Gue ngeliat Insia cuma bisa nangis, ngedenger ibunya dipukuli dengan badan gemetar menahan marah (aktingnya Zaira Wasim nggak nahan!), nggak bisa ngapa-ngapain karena mesti ngejaga adik lelakinya agar nggak ngelihat apa yang diperbuat si bapak terhadap sang ibu. Oh iya, disini digambarkan kedudukan anak laki-laki begitu dipuja-puja. Beda banget perlakuan antara anak laki-laki dan perempuan, sampai si neneknya Insia bertanya pada sebuah percakapan, “Bagaimana bisa gue seorang perempuan bisa lahir dan hidup sampai setua ini?”

Hingga film berakhir, gue bertanya sama diri sendiri, ada berapa banyak perempuan yang mengalami peristiwa seperti ibunya Insia? KDRT dan kekhawatiran karena tidak bisa hidup mandiri, harus patuh sama suami dan berpikiran layak menerima hubungan?
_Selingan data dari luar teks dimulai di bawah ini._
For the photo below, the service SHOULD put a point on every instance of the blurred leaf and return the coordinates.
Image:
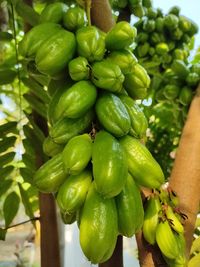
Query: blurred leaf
(36, 89)
(4, 172)
(26, 202)
(6, 158)
(3, 234)
(7, 143)
(10, 207)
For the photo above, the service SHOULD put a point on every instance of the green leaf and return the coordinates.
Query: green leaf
(10, 207)
(194, 261)
(3, 234)
(27, 13)
(7, 143)
(5, 36)
(36, 89)
(6, 158)
(9, 127)
(4, 172)
(37, 105)
(26, 202)
(5, 186)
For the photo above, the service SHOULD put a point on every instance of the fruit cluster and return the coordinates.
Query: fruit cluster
(98, 162)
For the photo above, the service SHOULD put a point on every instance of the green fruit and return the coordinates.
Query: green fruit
(136, 82)
(77, 154)
(107, 75)
(50, 148)
(55, 53)
(72, 193)
(79, 69)
(109, 165)
(141, 164)
(33, 39)
(139, 122)
(50, 175)
(74, 18)
(76, 100)
(98, 227)
(124, 59)
(112, 114)
(130, 209)
(66, 128)
(90, 43)
(121, 36)
(53, 13)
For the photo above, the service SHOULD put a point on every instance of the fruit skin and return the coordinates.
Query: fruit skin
(136, 82)
(50, 175)
(56, 52)
(79, 69)
(74, 18)
(107, 75)
(98, 227)
(77, 154)
(124, 59)
(120, 36)
(130, 209)
(139, 122)
(109, 165)
(166, 240)
(72, 193)
(66, 128)
(50, 148)
(33, 39)
(151, 219)
(76, 100)
(112, 114)
(53, 13)
(90, 43)
(141, 164)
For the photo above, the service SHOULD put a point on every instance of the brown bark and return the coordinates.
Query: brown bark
(101, 15)
(185, 177)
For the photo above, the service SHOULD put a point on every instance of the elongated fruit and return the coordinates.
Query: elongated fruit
(72, 193)
(166, 240)
(77, 154)
(98, 227)
(141, 164)
(109, 165)
(151, 218)
(129, 208)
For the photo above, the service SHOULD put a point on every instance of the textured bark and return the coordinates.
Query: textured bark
(101, 15)
(185, 177)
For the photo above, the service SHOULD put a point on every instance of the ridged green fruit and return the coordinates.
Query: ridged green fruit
(77, 154)
(72, 193)
(112, 114)
(109, 165)
(124, 59)
(56, 52)
(151, 219)
(137, 82)
(33, 39)
(141, 164)
(98, 227)
(66, 128)
(120, 36)
(166, 240)
(90, 43)
(53, 13)
(129, 208)
(76, 100)
(50, 175)
(50, 148)
(139, 122)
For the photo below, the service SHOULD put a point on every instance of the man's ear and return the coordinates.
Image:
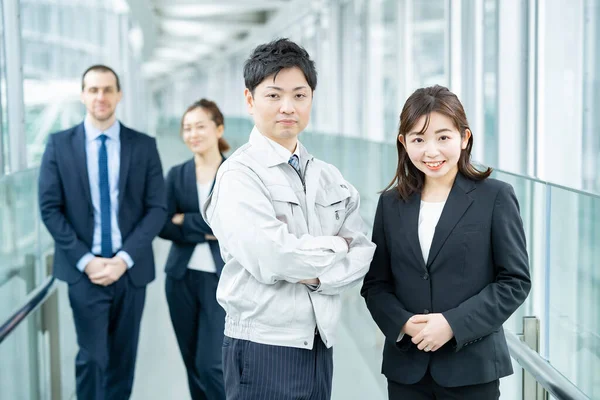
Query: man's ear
(249, 100)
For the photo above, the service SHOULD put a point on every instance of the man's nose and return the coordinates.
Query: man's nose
(287, 106)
Berapa banyak perempuan yang nasibnya nggak seperti Insia? Menjadi anak perempuan yang dibatasi mimpi-mimpinya, nggak usah neko-neko, cukup sekolah, lulus, kawin, jadi ibu yang baik buat anak-anaknya.

Ada berapa? Banyak!
Nggak cuma di India, di Indonesia, bahkan di belahan dunia manapun yang masih menganut paham patriarkisme pasti mengalami kejadian ini. Kembali ke diri gue sendiri, gue bertanya, “Akankah gue memukul istri gue hanya karena kesalahan sepele yang dia lakukan? Akankah gue membatasi mimpi anak perempuan gue? Inginkah gue jadi seseorang yang kehadirannya dirumah begitu ditakuti, sampai-sampai anak sama istri gue bahagia begitu gue pergi dari rumah untuk beberapa minggu lamanya?”

Jawaban gue adalah nggak.
Gue cuma nggak pengen hal itu terjadi, dan Secret Superstar ini membantu menunjukkan hal apa yang semestinya dilakukan seorang suami dan ayah, membantu menunjukkan Ristina sebagai seorang istri dan ibu, dan mungkin kelak membantu Nala tentang bagaimana mewujudkan impiannya.